Even so, the December decline in employment was the first drop in four months after employers added 40,400 jobs in the September-to-November period.
“Employers aren’t keen to hire unless they have to, given the global uncertainties,” said Savanth Sebastian, an economist in Sydney at a unit of Commonwealth Bank of Australia. “But while jobs are being lost in some industries, clearly they are being created in other industries.”
Gillard’s government has been boosted by a rebound in the commodity prices that drive Australia’s economy. The price of iron ore has surged from a three-year low of $86.70 in September as China rolls out infrastructure projects.
Increased confidence provided by a rebound in iron ore prices is reflected in the decision by Fortescue Metals Group Ltd. to resume work on its Kings deposit in the Pilbara region in the north of Western Australia state.
Gillard’s ruling Labor party narrowed the gap against the opposition coalition in the first opinion poll of 2013. Labor rose 3 percentage points to 49 percent on a two-party preferred basis, with the coalition falling 3 points to 51 percent, according to a Newspoll survey published Jan. 15 in the Australian newspaper.
Today’s jobs report showed the number of full-time jobs declined by 13,800 in December, and part-time employment rose by 8,300. Australia’s participation rate, a measure of the labor force in proportion to the population, held at 65.1 percent in December, it showed.
The MSCI Asia Pacific Index of equities climbed 0.2 percent as of 11:45 a.m. in Tokyo.
Elsewhere in Asia today, a report showed Singapore’s exports fell in December from a year earlier, and Sri Lanka’s central bank left its benchmark borrowing cost unchanged.
In Europe, the Netherlands will release unemployment data and Switzlerland reports producer prices for December.
In the U.S., the number of building permits issued in December probably rose 0.5 percent to a 905,000 annual rate, economists predicted before government data today.
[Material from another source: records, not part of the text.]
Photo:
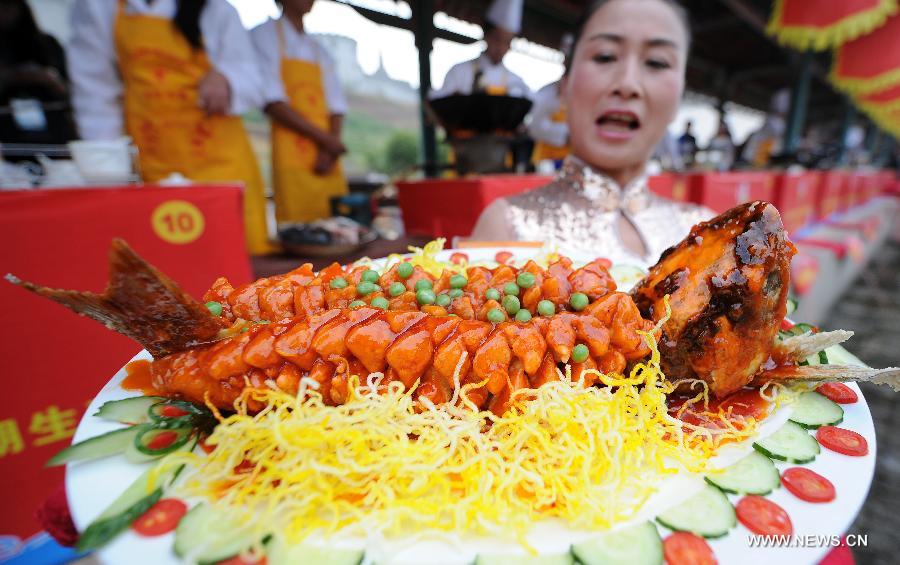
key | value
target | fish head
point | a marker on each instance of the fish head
(727, 283)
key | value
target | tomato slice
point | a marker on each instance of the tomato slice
(458, 258)
(249, 560)
(685, 548)
(837, 392)
(162, 440)
(842, 441)
(161, 518)
(763, 517)
(173, 412)
(807, 485)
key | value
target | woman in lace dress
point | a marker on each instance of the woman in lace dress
(622, 89)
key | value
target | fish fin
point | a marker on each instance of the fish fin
(839, 373)
(798, 348)
(141, 303)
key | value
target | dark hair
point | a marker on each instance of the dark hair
(679, 10)
(24, 41)
(187, 20)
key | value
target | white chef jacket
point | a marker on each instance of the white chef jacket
(297, 45)
(542, 127)
(93, 63)
(459, 79)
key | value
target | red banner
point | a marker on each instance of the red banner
(56, 361)
(813, 24)
(870, 63)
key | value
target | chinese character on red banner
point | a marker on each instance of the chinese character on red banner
(10, 438)
(52, 425)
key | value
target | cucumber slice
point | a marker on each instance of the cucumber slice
(110, 443)
(708, 513)
(754, 474)
(128, 411)
(278, 553)
(130, 505)
(517, 559)
(813, 410)
(637, 545)
(208, 535)
(790, 443)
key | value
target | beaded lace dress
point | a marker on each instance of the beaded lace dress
(580, 210)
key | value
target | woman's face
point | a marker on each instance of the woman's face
(625, 84)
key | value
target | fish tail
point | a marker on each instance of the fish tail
(139, 302)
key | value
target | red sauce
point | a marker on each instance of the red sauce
(139, 378)
(743, 404)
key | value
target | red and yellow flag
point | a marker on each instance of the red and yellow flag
(813, 24)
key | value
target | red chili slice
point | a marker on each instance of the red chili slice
(807, 485)
(161, 518)
(458, 258)
(837, 392)
(173, 412)
(842, 441)
(162, 440)
(763, 517)
(685, 548)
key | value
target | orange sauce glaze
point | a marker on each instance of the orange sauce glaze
(138, 378)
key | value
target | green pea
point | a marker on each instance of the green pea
(495, 315)
(525, 280)
(458, 281)
(511, 304)
(425, 296)
(579, 353)
(579, 301)
(396, 289)
(546, 308)
(365, 288)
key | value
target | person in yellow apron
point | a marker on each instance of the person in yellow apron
(548, 125)
(306, 105)
(173, 75)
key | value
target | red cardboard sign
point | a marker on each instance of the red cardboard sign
(55, 361)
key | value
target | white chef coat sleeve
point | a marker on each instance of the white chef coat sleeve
(231, 52)
(334, 94)
(458, 81)
(542, 127)
(265, 41)
(93, 68)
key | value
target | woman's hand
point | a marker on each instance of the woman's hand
(214, 93)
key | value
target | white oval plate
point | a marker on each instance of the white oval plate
(93, 485)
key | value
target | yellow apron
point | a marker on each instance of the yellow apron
(161, 73)
(543, 150)
(300, 194)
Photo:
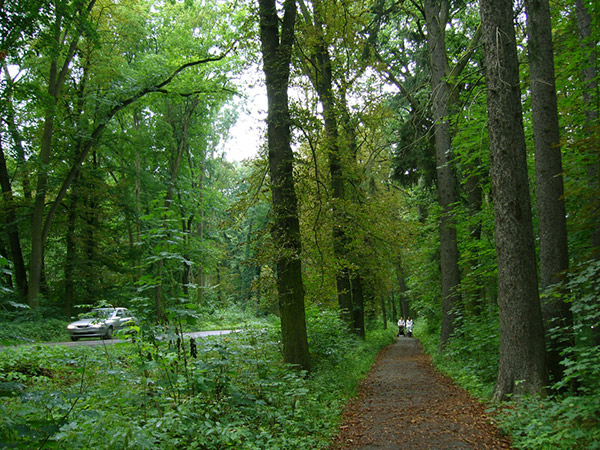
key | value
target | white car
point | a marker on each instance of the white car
(100, 322)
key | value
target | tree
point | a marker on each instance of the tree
(436, 13)
(522, 352)
(590, 105)
(276, 49)
(554, 255)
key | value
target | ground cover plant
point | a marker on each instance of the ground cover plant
(222, 392)
(567, 417)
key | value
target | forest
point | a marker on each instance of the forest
(438, 159)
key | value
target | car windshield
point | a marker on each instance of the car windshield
(100, 313)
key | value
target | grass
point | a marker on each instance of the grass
(230, 392)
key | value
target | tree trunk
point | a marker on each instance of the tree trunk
(323, 84)
(358, 307)
(437, 17)
(276, 52)
(554, 257)
(71, 256)
(590, 105)
(522, 351)
(10, 222)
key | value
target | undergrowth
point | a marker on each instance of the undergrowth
(568, 417)
(223, 392)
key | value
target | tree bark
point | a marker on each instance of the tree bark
(10, 222)
(276, 50)
(522, 351)
(554, 256)
(590, 105)
(437, 17)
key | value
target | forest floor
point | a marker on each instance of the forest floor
(404, 403)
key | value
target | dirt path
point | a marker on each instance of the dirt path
(404, 403)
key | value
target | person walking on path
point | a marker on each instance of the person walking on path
(409, 327)
(401, 324)
(404, 403)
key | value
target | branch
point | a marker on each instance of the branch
(100, 128)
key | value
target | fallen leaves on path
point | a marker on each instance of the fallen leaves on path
(404, 403)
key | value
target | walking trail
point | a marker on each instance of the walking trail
(404, 403)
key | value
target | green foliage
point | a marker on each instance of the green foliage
(556, 423)
(470, 357)
(226, 392)
(25, 325)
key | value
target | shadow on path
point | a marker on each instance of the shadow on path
(404, 403)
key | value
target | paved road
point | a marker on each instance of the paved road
(95, 341)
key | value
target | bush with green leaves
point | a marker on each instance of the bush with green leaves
(23, 325)
(230, 391)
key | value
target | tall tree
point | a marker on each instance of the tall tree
(321, 72)
(554, 255)
(522, 351)
(590, 105)
(436, 13)
(276, 48)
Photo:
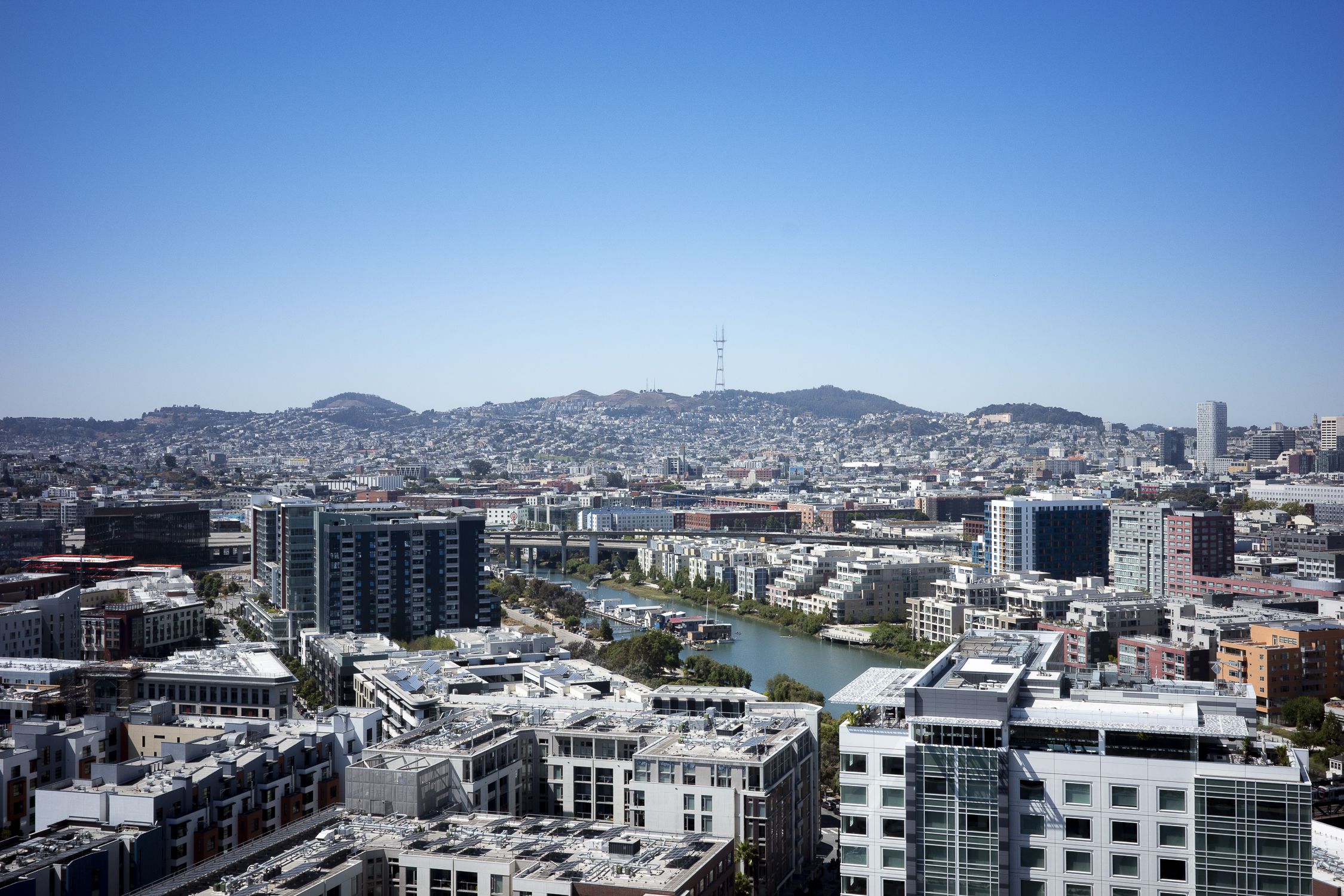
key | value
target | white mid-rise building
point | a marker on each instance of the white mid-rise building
(993, 771)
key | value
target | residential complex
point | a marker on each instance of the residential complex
(995, 770)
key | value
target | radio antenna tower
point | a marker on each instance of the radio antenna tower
(718, 374)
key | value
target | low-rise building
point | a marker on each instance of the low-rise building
(235, 680)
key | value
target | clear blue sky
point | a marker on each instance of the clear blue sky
(1117, 208)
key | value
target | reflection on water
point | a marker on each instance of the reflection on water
(760, 648)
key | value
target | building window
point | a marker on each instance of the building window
(1171, 801)
(1031, 857)
(854, 794)
(855, 762)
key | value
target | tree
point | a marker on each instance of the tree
(783, 688)
(1303, 713)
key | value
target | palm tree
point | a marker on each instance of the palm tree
(746, 854)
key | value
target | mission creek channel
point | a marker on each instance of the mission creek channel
(759, 645)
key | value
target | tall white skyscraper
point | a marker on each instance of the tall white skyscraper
(1211, 428)
(1331, 433)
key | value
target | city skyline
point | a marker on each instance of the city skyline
(200, 186)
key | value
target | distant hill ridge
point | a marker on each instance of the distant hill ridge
(1039, 414)
(361, 400)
Permits are a proxy for future construction. A separate report may show fewer Americans filed applications for unemployment benefits last week, a survey of economists showed.
The Australian dollar has risen about 9 percent since June 1 last year, hurting industries including tourism and manufacturing.
Building-materials company Boral Ltd. announced this week it will cut about 700 jobs in Australia to save about A$90 million ($95 million) annually. BlueScope Steel Ltd., Australia’s largest steelmaker, said this week it will cut production and jobs at its Western Port facility near Melbourne to lower costs amid weaker demand.
Resource investment to meet Chinese demand and foreign investment funds seeking a haven spurred gains in the local currency, which has stayed above parity with the U.S. currency for more than six months, its longest stretch above that threshold on record.
The RBA lowered the cash rate to 3 percent on Dec. 4, matching the level reached from April-October 2009 that was the lowest since 1960. Traders are pricing in a 42 percent chance the central bank will reduce the overnight cash rate target by a quarter percentage point Feb. 5 to a record-low 2.75 percent, swaps data compiled by Bloomberg show.
China’s economy is set to exit a seven-quarter slowdown as the government rolls out infrastructure projects and limited inflation lets officials hold off from tightening monetary policy.
The National Bureau of Statistics will report tomorrow that China’s gross domestic product expanded 7.8 percent in the fourth quarter from a year earlier, according to the median estimate of 53 economists surveyed by Bloomberg News. That’s up from a three-year low of 7.4 percent in the previous period.